Ale dziwne było w tej całej sytuacji to, że ona nie miała twarzy, w zasadzie całej głowy. Tylko taką symboliczną, w kształcie kwadratu. Ja to widziałem oczami mojej postaci i nawet pomyślałem, że inni wezmą mnie za debila, że krzyczę do "kwadratu", ale widziałem, że to po prostu ona i ona taka jest.
Pokrętne to jakieś xD
Aha, ja w tym śnie byłem sobą takim jak teraz, jak wyglądam. Czyli drobna laska w krótkich włosach, ubrana jak chłopak, mówili do mnie "pani".

Dobra, a teraz od razu kilka słów o spotkaniu, póki pamięć mam w miarę świeżą.

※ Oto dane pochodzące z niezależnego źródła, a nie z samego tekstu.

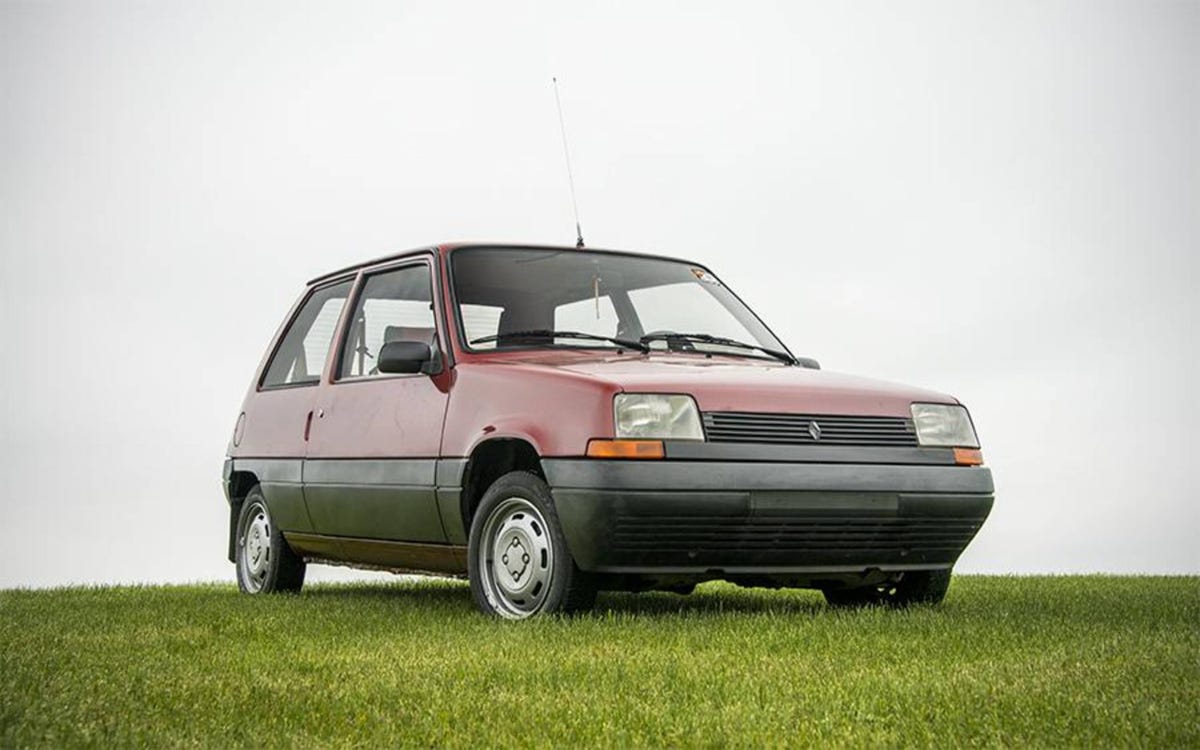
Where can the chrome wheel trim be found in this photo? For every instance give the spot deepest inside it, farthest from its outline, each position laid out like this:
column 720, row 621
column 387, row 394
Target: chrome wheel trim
column 255, row 561
column 516, row 561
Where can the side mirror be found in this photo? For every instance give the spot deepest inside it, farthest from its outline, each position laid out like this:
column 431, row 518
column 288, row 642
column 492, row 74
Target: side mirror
column 406, row 358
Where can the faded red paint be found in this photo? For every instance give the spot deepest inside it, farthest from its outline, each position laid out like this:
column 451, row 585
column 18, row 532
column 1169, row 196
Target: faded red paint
column 557, row 400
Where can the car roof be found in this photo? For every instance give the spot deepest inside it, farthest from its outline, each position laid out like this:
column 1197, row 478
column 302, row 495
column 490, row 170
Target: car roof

Było w jednej z sal uniwerka. Przyszło więcej osób niż się spodziewałem. Byłem tam wcześniej, sala jeszcze zamknięta, ale już na ławkach siedziały już dwie osoby (po żadnej bym nie powiedział, że którakolwiek jest trans, więc pomyślałem początkowo że tak sobie siedzą), a po korytarzu chodziły dwie młode dziewczyny (żadna też nie wyglądała na trans, raczej zwyczajne studentki).
Więc pierdolnąłem sobie pod ścianą i jak zawsze słuchałem jakiegoś łomotu. Po chwili przyszła Marta z Kami oraz nasza pani organizatorka ze swoim siostrzeńcem, kaemem przed zmianą papierów. Kurde, wyglądał na 100% M, a głos miał wyczesany. Miał 21 lat z tego co pamiętam, a wyglądał na 17 ale to chyba norma.
W każdym razie te osoby co były na korytarzu też jednak były trans; pierwsza para to m/k pre, ze swoją koleżanką, druga para studentek to k/m pre i jego koleżanka.
Oprócz tego przyszło kilka innych osób "przed" i parę osób "po" oraz Alicja z jej rodzicami. Zewnętrznie zmieniła się bardzo, ale nadal taka upierdliwie i irytująco nieśmiała. Nawet ze mną nie pogadała za bardzo.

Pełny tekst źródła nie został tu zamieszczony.